Buy Low
In a survey of over 1,500 global business leaders reported last month, McKinsey & Company found that their top strategic priority (selected by 45% of the respondents) was to cut operational costs. This is not a harbinger of impending growth and prosperity for commercial property developers and investors. Cutting costs is more likely to involve reducing a company’s property footprint than increasing it.
It also suggests the kinds of strategic and tactical issues logistics and supply chain professionals are apt to face in the months ahead. Cut operational costs. Do more with less. Increase throughput. Reduce cycle times. Get more done faster, with fewer errors, for less money.

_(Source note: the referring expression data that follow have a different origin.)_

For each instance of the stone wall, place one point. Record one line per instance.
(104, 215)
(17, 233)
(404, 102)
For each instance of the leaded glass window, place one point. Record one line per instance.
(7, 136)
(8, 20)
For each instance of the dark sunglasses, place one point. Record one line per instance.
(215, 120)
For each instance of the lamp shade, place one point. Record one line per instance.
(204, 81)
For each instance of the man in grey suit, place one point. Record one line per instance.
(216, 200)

Is there a pony in there? I’d like to think so. There may actually be a happy confluence of events for many supply chain managers today:
- Property owners need to stabilize their portfolios today. With debts maturing over they next few years – and with unfavorable loan-to-value ratios and other fundamentals - they are willing trade lease extensions for lower rents and concessions like free rent (typically, you can roll back your base rent and obtain 3 to 5 months of free rent on a 5 year term).

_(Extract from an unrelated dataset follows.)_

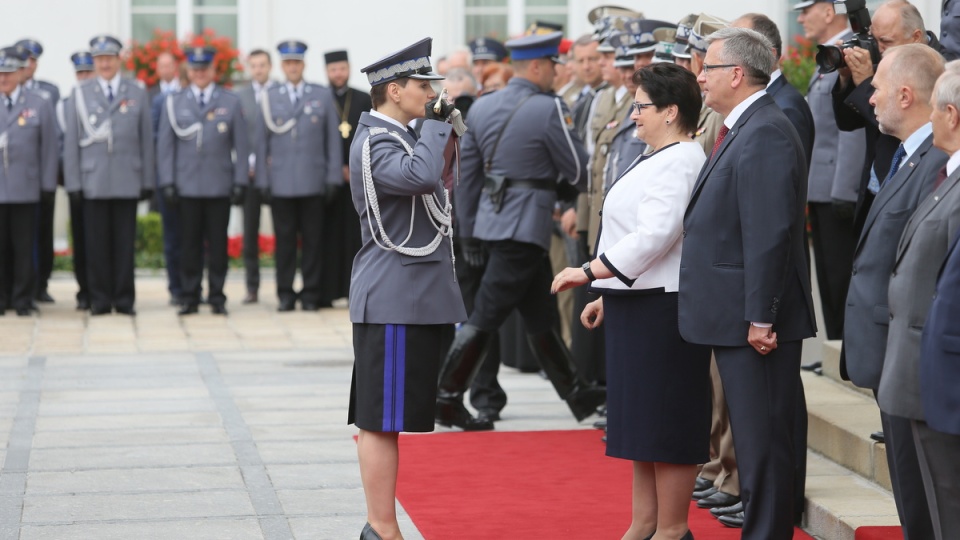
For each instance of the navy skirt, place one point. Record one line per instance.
(395, 375)
(658, 385)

- For the same reasons, property owners are also interested in trading leases for cash. If you now rent a building and have the means to purchase it, your landlord may be happy to convert your lease in to an agreement of purchase and sale.
- Commercial banks will make mortgage loans to owner/occupants, but not to investors. If your business has a healthy balance sheet you can take advantage of the current lending environment to buy property you are now renting.
So, if you are facing pressures to cut costs, you may be able to use the current conditions in the commercial real estate market to your advantage.